More from Gerard on the jump.
Another second district debate, another glaring example of just how different these two candidates are. The unfortunate bit is that this late in the game, a noon-time debate is liable to make little difference in the minds of the voters, who will likely see no more than a couple of sound bites on the local news.
The first question from moderator Craig O’Neill, who said he bought new tennis shoes for just this occasion, was about job creation.
Griffin said the most important thing we could do in terms of creating jobs was eliminate uncertainty. “Uncertainty over card-check, uncertainty about cap and trade, uncertainty over the ’01 and ’03 tax cuts, uncertainty over the expiration of the estate tax, uncertainty over the regulations that have yet to be written as part of the health care law that has been passed.”
Elliott later added, “To talk about uncertainty like it’s never been there before is a little bit disingenuous.”
Griffin said he believed in international trade and held up China as an example to follow. “I hear stories every day of people coming back from China and saying, ‘The folks in China are willing to do anything it takes to get our business.’ We’ve got to have that attitude here and we can do it.”
That statement was pretty low-hanging fruit for Elliott. “I do not think we have to do whatever it takes if it means we have to do the same things that China does to have jobs here in our country. In China, there are very few regulations at all. We don’t need to be over-regulated, but do we want to have our workers here treated the same way they’re treated in China? No.”
Griffin backtracked on his statement during his next response.
The deficit has become a big issue this campaign season, due mostly to Tea Party outrage and Republican talking points that never fail to mention the country’s escalating debt. When asked about specific measures that could be taken to lower the deficit, Griffin didn’t have much to offer.
“We need to take the budget back to pre-Obama levels,” Griffin said. “Non-defense domestic spending has increased 84 percent in the last two years. You can like that kind of spending, or not like that kind of spending, but, regardless, it is unsustainable… With regard to the ’01 and ’03 tax cuts, I think they ought to be extended. If we want to go find savings somewhere else to reduce spending, let’s do it. A lot of small businesses are counting on those.”
[I wondered aloud on Twitter if Griffin’s “84 percent” remark was true and was led to this exchange, provided by the Daily Howler. It’s from a House Budget Committee meeting from February of 2010 between Rep. John Yarmuth of Kentucky and Peter Orszag, who was director of the Office of Management and the Budget at the time.
REP. JOHN YARMUTH, D-KY (2/2/10): One last question. It may have been answered here, but I don't recall it. Some of our colleagues over the weekend were talking about the fact, making the claim that terms of, terms of non-security discretionary income, that we raised it 84 percent on one year. Would you respond to that and speculate on maybe how they got that number and whether there's— Well, just comment on that claim, please.

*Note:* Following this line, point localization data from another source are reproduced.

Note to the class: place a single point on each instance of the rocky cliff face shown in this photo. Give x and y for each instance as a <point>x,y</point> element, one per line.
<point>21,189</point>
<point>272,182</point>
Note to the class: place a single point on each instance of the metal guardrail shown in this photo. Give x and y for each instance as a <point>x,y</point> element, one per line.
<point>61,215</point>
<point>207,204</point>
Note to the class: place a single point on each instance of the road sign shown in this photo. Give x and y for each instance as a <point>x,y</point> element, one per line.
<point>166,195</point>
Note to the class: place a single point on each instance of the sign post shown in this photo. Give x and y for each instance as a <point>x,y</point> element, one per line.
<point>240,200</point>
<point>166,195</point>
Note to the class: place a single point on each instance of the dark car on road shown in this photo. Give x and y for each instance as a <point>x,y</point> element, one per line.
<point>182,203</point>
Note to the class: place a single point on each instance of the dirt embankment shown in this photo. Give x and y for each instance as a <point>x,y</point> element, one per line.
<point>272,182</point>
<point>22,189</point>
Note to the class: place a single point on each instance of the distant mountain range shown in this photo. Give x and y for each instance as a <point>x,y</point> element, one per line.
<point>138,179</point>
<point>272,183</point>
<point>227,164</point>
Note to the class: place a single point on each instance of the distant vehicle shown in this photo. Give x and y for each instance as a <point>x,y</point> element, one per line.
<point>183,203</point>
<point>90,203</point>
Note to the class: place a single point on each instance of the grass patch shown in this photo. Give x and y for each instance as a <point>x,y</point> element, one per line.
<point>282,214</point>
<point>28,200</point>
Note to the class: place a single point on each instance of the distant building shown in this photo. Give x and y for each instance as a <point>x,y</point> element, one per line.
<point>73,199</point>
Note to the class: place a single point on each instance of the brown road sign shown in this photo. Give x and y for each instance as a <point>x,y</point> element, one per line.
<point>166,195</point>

PETER ORSZAG, DIRECTOR, OFFICE OF MANAGEMENT AND THE BUDGET: Sure. It's not an accurate depiction of the base off of which we are freezing non-security discretionary spending. What happened is that category of spending went from just north of $400 billion in 2008 to just south of $700 billion in 2009 because of the Recovery Act and because of the measures that were necessary to try to mitigate the economic downturn. In 2010, it then declined to roughly $450 billion, a little bit south of that. We are freezing off of that lower level. So it went up, came down. We're freezing off of the lower level. The claim that we're freezing off of that higher level is simply wrong. ]
“We need to look at our budget in a responsible and adult way,” Elliott said. “A very specific thing we could do is close tax loopholes because we lose billions and billions of dollars that we are giving to companies to take jobs overseas. The other thing we can do is extend the tax breaks for those folks who are making $250,000 and under, but not extend them for those making more. If we extend it for those making more, we will ad $700 billion to the deficit… It would be fantastic, and I would love for everybody to have a tax break. But at some point, we have to do at the federal level what I’ve had to do for years in the Arkansas legislature and that’s be fiscally responsible and have balanced budgets.”
Later in the debate, the issue of character, which has been central to this race, came up. Griffin tried to turn the tables on Elliott, saying there had been “a lot of distortions” about his record. Griffin told the audience, “If character is an issue, vote for me.”
Griffin also told the audience that if they had any questions about his character they need only read the Arkansas Democrat-Gazette, which drew a big belly laugh from the crowd. Elliott said it was not wise to rely on a newspaper editorial for a fair assessment of one’s character.
When asked about corporate influence in campaigns, Elliott brought up the recent Citizen’s United ruling and talked about the enormous influence the U.S. Chamber of Commerce was able to exert in a number of races. Griffin took the comment personally and said the chamber had not spent “one cent” on his campaign. “I’ll have to check, but I don’t think they’ve given me one penny in this race. They certainly haven’t run any ads on my behalf.” However, the U.S. Chamber did send out a mailer on Griffin’s behalf. Griffin said there needed to be transparency in the political process, not only for corporations but for unions.
Griffin said Elliott had worked as a lobbyist, referring to the senator’s work as the leader of the Pulaski Association of Classroom Teachers in 1988. Griffin said he had never been a lobbyist, but failed to mention work he did for D.C.-based political lobbying and consulting firms in 2009.
“I’m not ashamed to have been a member of the union,” Elliott said. “To continue this effort of beating up on working folks is something I don’t understand. This is America and people have a right to join the union. I promise you, you can’t find anybody that will tell you that because I was a member of a teacher’s union that I didn’t teach my heart out… I just resent this notion that because working people want to have a voice, the way every business wants to have a voice through the Chamber of Commerce — and I have no problem with that — that somehow we are less-than.”
A crowd of over 300 turned up for the event. Audience members were to hold all applause until the end, however, Elliott supporters in the crowd had a hard time keeping their enthusiasm under wraps. Both campaigns will call the debate a “win” for their candidate. The real winner will be decided one week from today.